AutoNation CEO Mike Jackson is right, although many dealers won't like to hear it. The dealership networks of each of the traditional Big 3 have shrunk during the past five years. But General Motors, Ford Motor Co. and the Chrysler group must accelerate the pace for the good of their dealers and themselves.
Closing poorly performing dealerships in major metropolitan markets would benefit the domestic automakers and their dealers, many of whom are hurting. Dealers say their profitability is worse than it was last year, when it was the lowest in five years.

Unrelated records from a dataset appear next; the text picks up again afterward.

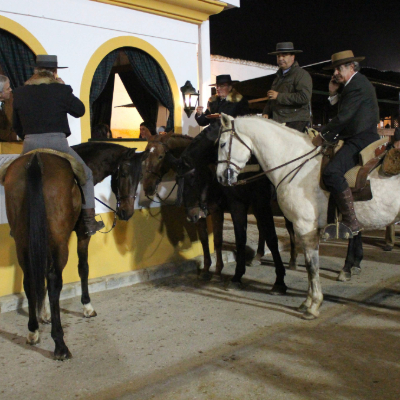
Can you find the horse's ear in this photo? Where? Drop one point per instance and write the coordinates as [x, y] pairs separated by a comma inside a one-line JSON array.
[[165, 137], [171, 159], [226, 121], [131, 153]]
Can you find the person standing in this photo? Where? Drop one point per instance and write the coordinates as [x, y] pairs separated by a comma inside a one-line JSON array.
[[40, 118], [6, 132], [355, 124], [289, 100]]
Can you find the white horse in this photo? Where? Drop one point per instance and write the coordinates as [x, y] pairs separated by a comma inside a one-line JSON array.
[[301, 200]]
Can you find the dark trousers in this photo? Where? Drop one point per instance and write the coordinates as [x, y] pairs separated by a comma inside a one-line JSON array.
[[345, 159]]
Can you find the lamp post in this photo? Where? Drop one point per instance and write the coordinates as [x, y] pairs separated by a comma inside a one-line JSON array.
[[190, 98]]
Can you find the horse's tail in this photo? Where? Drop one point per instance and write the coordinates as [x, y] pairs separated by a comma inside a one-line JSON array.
[[38, 232]]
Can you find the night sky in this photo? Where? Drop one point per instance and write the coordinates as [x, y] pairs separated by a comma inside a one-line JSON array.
[[318, 27]]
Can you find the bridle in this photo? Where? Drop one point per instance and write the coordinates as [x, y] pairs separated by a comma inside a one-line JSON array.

A look at sales-per-dealership data shows why stores that sell domestic brands are faring worse than those that handle import brands. Last year, the average Toyota dealership in the United States sold 1,613 cars and trucks. The average Ford dealer sold 696 new units. At Chevrolet, the average was 643 and at Dodge, 408.
Jackson reasons that at the retail level, automakers compete for talent, location and capital and that the Big 3 have excess retail capacity.
To be sure, GM and Chrysler have active programs to consolidate dealerships, while Ford is doing it on a case-by-case basis.
But falling market share has outpaced the rate at which GM, Ford and Chrysler are trimming their retail networks. The Big 3 must pick up the pace and be willing to spend what's required to eliminate excess capacity in the retail sector, just as they do in manufacturing.